What Were They Thinking?
The effort coordinated by Braude and The Center for Peace Communications is aligned with the promotion of the so-called “outside-in approach” to Middle East peace. It calls for achieving Arab-Israeli peace and normalization as a first step to attaining Israeli-Palestinian peace. This approach suggests that if Israel can achieve a separate peace or normalization with more Arab states, the Palestinians would become in a weaker position and would be forced to concede to terms that have historically been to their detriment. The traditional sequence and formula, as laid out in the 2002 Arab Peace Initiative, had been that the Arab states would extend peace and normalization to Israel once the latter arrived at a just peace with the Palestinians. Outside-in takes this sequence and reverses it—hence the name.
The traditional sequence and formula, as laid out in the 2002 Arab Peace Initiative, had been that the Arab states would extend peace and normalization to Israel once the latter arrived at a just peace with the Palestinians.

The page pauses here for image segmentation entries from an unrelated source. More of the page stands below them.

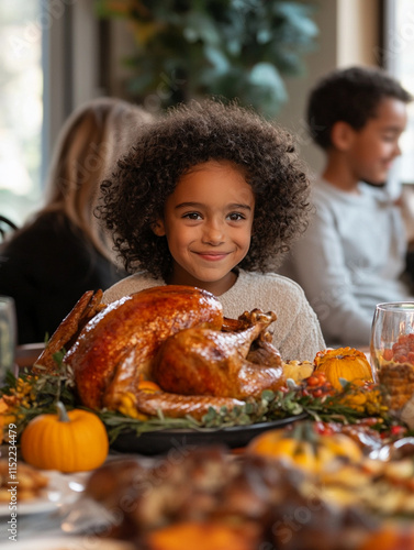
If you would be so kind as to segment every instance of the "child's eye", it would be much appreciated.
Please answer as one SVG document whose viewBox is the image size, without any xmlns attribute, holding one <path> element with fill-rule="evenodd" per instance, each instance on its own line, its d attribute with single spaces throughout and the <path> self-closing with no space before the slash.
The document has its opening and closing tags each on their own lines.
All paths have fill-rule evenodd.
<svg viewBox="0 0 414 550">
<path fill-rule="evenodd" d="M 201 215 L 199 212 L 187 212 L 182 216 L 189 220 L 201 220 Z"/>
<path fill-rule="evenodd" d="M 231 221 L 239 221 L 239 220 L 245 220 L 246 217 L 240 213 L 240 212 L 232 212 L 227 216 L 227 218 L 231 220 Z"/>
</svg>

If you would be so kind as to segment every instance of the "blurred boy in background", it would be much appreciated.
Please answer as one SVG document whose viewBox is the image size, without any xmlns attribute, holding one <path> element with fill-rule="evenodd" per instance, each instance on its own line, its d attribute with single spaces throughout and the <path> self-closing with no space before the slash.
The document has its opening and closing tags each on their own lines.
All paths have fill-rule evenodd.
<svg viewBox="0 0 414 550">
<path fill-rule="evenodd" d="M 376 305 L 411 296 L 401 211 L 384 186 L 411 99 L 366 67 L 335 70 L 310 95 L 309 129 L 326 164 L 313 188 L 315 216 L 280 273 L 303 287 L 333 346 L 369 345 Z"/>
</svg>

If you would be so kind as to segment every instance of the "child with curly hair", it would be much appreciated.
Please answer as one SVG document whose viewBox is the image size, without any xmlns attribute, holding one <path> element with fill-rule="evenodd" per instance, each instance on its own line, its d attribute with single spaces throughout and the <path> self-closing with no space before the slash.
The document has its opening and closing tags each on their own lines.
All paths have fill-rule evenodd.
<svg viewBox="0 0 414 550">
<path fill-rule="evenodd" d="M 288 133 L 234 102 L 182 105 L 139 134 L 101 190 L 100 217 L 134 273 L 104 302 L 197 286 L 230 318 L 276 311 L 284 360 L 313 360 L 324 348 L 300 286 L 267 273 L 306 228 L 309 179 Z"/>
</svg>

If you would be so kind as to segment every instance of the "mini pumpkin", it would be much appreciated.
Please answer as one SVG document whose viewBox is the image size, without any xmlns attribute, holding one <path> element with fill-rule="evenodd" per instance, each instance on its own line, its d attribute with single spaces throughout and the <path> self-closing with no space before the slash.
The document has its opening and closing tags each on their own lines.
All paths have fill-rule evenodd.
<svg viewBox="0 0 414 550">
<path fill-rule="evenodd" d="M 323 350 L 314 359 L 315 372 L 323 372 L 326 380 L 338 389 L 343 389 L 339 378 L 347 382 L 373 382 L 371 365 L 366 355 L 355 348 L 339 348 L 337 350 Z"/>
<path fill-rule="evenodd" d="M 83 409 L 66 411 L 57 404 L 57 414 L 40 415 L 23 430 L 22 457 L 42 470 L 80 472 L 100 466 L 109 450 L 101 419 Z"/>
<path fill-rule="evenodd" d="M 358 463 L 362 451 L 344 433 L 321 435 L 313 422 L 300 422 L 293 430 L 268 430 L 254 438 L 247 452 L 286 462 L 311 473 L 322 472 L 327 464 L 347 460 Z"/>
</svg>

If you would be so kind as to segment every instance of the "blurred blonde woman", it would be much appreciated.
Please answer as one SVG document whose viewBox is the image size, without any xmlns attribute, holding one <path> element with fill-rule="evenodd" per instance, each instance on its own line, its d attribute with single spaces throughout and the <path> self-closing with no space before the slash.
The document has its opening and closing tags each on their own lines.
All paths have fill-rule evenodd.
<svg viewBox="0 0 414 550">
<path fill-rule="evenodd" d="M 137 106 L 99 98 L 64 124 L 43 207 L 0 248 L 0 295 L 15 300 L 20 344 L 43 342 L 86 290 L 125 276 L 93 211 L 100 183 L 152 120 Z"/>
</svg>

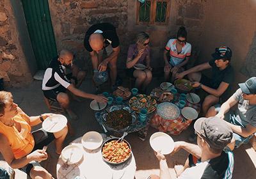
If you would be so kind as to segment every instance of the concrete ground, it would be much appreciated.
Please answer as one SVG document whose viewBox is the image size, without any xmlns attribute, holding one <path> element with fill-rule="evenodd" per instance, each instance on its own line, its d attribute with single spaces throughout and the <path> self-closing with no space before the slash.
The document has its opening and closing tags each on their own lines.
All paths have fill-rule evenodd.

The biggest problem with the outside-in approach is represented by the majority of the hundreds of millions of Arabs and Muslims who oppose the idea of their governments normalizing ties with Israel without justice for Palestinians. About 90 percent of respondents in the Arab Opinion Index named Israel as the biggest threat facing them in the region. When asked whether they would support their own country’s normalization with Israel, 87 percent of respondents rejected it. Further, among Palestinians in particular, the strategy of boycott is widely supported; in polls conducted as recently as this fall, 83 percent supported the local and international movement to boycott Israel.
The Middle East has been governed by repressive regimes and rocked by multiple uprisings, civil wars, regional and international disputes, and ethno-religious conflict for decades. The region is diverse and so are the perspectives of the various states and their respective populations. Yet despite such division, some perspectives stand the test of time; to wit, sympathy and support for Palestinians is perhaps the most widely shared, sustained, and unifying perspective across the entire region.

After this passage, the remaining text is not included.